Pre-1.0 (SemVer 0.x): the hook contract and the on-disk formats (~/.jarvis/) may change. 0.MINOR bumps for features/breaking changes, 0.x.PATCH for fixes. 1.0 will freeze the hook contract and the state format. Updates never touch your data: everything user-owned lives in ~/.jarvis/, outside the app bundle — see docs/release/versioning-and-migration.md.

Contributing

Issues and PRs are welcome! See CONTRIBUTING.md for how to build, test, and open a PR. By participating you agree to the Code of Conduct. Report vulnerabilities privately via SECURITY.md. Specs and per-increment plans live in docs/superpowers/.
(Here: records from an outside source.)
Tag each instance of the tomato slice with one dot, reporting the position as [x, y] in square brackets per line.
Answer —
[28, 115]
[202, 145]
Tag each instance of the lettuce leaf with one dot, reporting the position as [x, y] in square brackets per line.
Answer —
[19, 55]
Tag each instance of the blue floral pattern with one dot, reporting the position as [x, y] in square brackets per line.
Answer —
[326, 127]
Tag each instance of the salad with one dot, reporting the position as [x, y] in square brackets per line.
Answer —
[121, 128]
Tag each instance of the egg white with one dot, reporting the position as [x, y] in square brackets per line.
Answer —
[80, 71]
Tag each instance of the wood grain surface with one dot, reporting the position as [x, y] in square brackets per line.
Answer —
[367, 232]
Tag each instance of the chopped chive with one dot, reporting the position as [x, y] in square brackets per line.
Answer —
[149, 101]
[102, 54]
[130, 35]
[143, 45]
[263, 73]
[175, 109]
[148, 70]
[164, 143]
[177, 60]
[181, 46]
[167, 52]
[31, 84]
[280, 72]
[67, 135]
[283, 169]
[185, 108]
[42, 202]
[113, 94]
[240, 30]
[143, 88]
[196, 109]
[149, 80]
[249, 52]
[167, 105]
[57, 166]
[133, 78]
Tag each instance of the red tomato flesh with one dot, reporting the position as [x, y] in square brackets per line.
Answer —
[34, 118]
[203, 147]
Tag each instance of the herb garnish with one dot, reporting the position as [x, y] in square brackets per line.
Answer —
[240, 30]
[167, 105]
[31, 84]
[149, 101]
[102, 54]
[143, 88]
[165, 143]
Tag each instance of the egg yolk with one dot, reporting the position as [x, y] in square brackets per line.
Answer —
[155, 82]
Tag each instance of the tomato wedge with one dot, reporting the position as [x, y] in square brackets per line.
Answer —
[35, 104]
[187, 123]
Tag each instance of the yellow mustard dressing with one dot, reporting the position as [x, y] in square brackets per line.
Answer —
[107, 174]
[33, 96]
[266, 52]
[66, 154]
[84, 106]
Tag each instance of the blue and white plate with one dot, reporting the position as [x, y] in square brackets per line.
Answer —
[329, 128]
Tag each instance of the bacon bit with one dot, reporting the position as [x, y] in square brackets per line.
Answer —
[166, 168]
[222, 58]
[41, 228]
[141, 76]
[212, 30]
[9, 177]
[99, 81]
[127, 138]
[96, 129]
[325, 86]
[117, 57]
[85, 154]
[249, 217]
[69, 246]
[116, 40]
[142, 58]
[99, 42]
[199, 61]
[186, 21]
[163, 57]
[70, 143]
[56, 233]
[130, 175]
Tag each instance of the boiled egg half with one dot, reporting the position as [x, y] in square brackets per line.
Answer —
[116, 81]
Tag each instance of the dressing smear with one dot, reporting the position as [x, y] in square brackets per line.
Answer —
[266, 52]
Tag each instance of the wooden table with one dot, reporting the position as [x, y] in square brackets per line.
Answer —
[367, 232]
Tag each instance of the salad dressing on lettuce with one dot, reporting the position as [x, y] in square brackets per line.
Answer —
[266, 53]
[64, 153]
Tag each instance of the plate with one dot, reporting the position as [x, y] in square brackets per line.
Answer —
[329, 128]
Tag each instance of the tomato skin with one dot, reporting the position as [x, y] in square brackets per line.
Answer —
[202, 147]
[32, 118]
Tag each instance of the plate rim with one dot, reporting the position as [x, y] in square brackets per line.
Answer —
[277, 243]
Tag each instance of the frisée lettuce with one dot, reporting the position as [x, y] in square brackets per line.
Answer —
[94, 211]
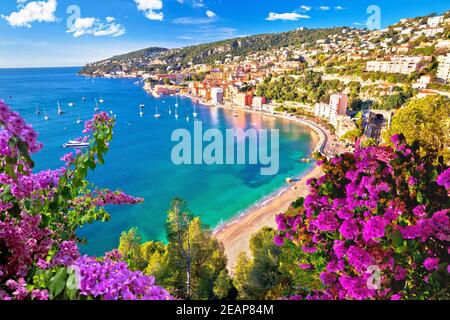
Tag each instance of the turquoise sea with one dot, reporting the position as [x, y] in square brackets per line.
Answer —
[139, 160]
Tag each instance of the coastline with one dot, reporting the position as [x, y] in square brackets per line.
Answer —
[235, 234]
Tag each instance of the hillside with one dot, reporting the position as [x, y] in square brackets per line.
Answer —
[159, 59]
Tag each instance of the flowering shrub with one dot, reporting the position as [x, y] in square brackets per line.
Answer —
[375, 226]
[40, 212]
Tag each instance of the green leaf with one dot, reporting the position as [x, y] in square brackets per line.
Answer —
[57, 283]
[396, 239]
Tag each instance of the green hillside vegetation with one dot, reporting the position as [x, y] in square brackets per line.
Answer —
[215, 51]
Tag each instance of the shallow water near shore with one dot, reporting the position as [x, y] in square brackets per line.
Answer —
[139, 160]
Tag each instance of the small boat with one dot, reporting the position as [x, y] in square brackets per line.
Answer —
[60, 111]
[76, 144]
[195, 114]
[157, 115]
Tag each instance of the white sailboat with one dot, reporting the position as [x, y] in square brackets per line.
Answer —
[157, 115]
[76, 144]
[60, 111]
[195, 114]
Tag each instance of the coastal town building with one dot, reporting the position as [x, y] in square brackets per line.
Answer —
[443, 72]
[243, 100]
[398, 64]
[337, 106]
[217, 95]
[435, 21]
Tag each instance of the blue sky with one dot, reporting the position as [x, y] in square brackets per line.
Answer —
[74, 32]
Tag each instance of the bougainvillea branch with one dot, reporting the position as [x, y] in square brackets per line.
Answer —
[39, 215]
[375, 226]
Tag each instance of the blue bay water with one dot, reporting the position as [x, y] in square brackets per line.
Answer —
[139, 160]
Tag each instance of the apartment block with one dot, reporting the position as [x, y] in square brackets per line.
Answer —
[337, 106]
[443, 72]
[217, 95]
[398, 64]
Direct pushes to master are disabled — changes land only via Pull Request with green CI.

License

Jarvis's code is licensed under the MIT License © 2026 Sergey Chernyshev.

Model weights are downloaded, not part of the repo, and keep their own licenses — these restrict use of the corresponding feature independently of the MIT code:

Artifact Used for License Commercial
Silero v4_ru default voice CC BY-NC-SA 4.0
Silero v5_cis_base / _nostress voice MIT
openWakeWord hey_jarvis_v0.1 default wake-word CC BY-NC-SA 4.0
whisper.cpp ggml-* speech-to-text MIT
Qwen3 (mlx-community) speech-to-text Apache-2.0

⚠️ The default voice (v4_ru) and wake-word (hey_jarvis) are non-commercial. For commercial use: voice → Silero v5_cis_base (MIT); wake-word → train your own or disable it; STT → Whisper or Qwen3. The full breakdown and third-party obligations are in THIRD-PARTY-NOTICES.md (including the BSD-3 attribution for mediaremote-adapter).

Non-affiliation. Jarvis is an independent open-source project. It is not affiliated with, or endorsed by, Anthropic, PBC; "Claude" and "Claude Code" are trademarks of Anthropic, used nominatively (to describe compatibility). It is likewise not affiliated with OpenAI; "Codex" is referenced nominatively. Jarvis works on top of the agents' official hooks. The project is also unaffiliated with Marvel/Disney; any resemblance to the fictional "J.A.R.V.I.S." is unintentional.